Balanga Dam: A Frog In Our Throat?

Situated at Balanga local government area of Gombe State, Balanga dam lies on latitude 10o 16’N and longitude 11o 16’E of the Greenwich meridian. It is bordered by Reme, Tula, Dong, and Junge villages respectively. It is one of the so many dams built by the Shagari administration in the early 1980s on river Gongola. It was built with the goal of providing water for irrigation practice and electricity. Currently, Balanga Dam provides water for irrigating over 1000 hectares of farmland, and more interestingly, fishing activities are taking place in the dam throughout the year. However, intermittent disruption of governance over the years stalled the progress of most of such dams across the country.

Balanga DamThe dam that is blessed with huge volumes of water stretching about 20km from the villages of Balanga, Gelengu and Reme districts, can still be put into good use provided the enabling environment is guaranteed.

Investigations reveal that the dam generates about 11 Kilowatts of electricity, which is seen to be more than the requirement of Gombe State and its neighbors, it’s excess can also be sold to other consumers in order to earn more revenue for the state.

Balanga is said to be diverse in terms of fish species abundance with up to 17 species identified during some preliminary findings. There is high fish abundance in the months of May, June through July of every year as compared to other months. The information on water quality and general well-being (condition factor) of the fish species is highly needed in order to maintain the welfare of the fishes and ascertain the general productivity of the dam.

Aside from the capability of the dam to generate electricity, it can also be turned into a tourist destination. If the beautiful mountainous landscape surrounding the dam is taken into consideration, a kind of holiday resort can be built for relaxation and tourism.

Having studied all these, Balanga dam, among other reservoirs across the country is immersed with endless challenges and problems.

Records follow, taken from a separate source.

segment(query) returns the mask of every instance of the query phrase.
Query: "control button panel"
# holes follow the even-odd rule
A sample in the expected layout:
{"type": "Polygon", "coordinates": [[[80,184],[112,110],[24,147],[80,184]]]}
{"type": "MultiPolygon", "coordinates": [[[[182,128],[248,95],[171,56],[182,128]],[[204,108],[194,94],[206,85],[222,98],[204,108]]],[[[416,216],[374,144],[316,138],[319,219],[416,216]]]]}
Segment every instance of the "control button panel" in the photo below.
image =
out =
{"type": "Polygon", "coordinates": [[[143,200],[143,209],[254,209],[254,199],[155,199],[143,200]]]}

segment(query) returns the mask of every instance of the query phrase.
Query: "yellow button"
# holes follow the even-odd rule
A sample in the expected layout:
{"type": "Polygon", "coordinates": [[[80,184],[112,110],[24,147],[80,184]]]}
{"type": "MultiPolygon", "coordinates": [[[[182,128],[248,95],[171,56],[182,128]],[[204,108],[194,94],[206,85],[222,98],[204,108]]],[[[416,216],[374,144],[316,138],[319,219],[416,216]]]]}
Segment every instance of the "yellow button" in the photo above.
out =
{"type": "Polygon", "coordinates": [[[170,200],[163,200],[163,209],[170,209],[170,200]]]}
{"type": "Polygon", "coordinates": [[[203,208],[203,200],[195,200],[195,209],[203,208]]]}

The agricultural potentials so far have not been judiciously harnessed, apart from the training farming during the raining season, there is no much business going on at the Balanga banks.

A peep into the global scene will ensure that the essence of constructing dams is primarily to impound and store water, wastewater or liquid borne materials for any of several reasons, such as flood control, human water supply, irrigation, livestock water supply, energy generation, containment of mine tailings, recreation, or pollution control. But in Nigeria, even though the World Bank has been rendering assistance in water supply since 1979, the national water supply policy is facing huge challenges of cost recovery for water and social equity.

The Hoover dam in the United States, for example, is believed to be one of the tallest on earth with Rising 726.4 feet, was founded in 1932. It was well managed by the US government and serves as America’s largest reservoir. The vision for America’s water policy and strategy of 2017 indicates that water is reserved to secure the world, where people have sustainable supplies of water of sufficient quantity and quality to meet human, economic, and ecosystem needs while managing risks from floods and droughts.

For these reasons and many others, water becomes more significant and a valuable resource in the developed countries. Not only in America, the grand Ethiopian Renaissance dam is the most massive project to date and at a cost of $6.4bn. The dam has the distinction of being Africa’s largest, which generates a whopping 6000MW of electrical energy.

With the lost energy and shortage of gas supply for thermal plants, high levels of unpaid electricity bills in Nigeria, why can’t the government ensure renovation of existing dams for water reservation in order to increase energy supply and other means?

Since we are yet to ensure the use of renewable energy, our water reservoir can be more beneficial for sustainability to meet up human, economic, and ecosystem needs. We therefore must shout loud to inform the authorities to do the needful, not only in Balanga, but they must revisit all water reservoirs in the country.

Our voices should sound deeper, we shouldn’t allow it to boom like a low, hoarse croak otherwise the tonsillitis makes it sound like we got a frog in my throat!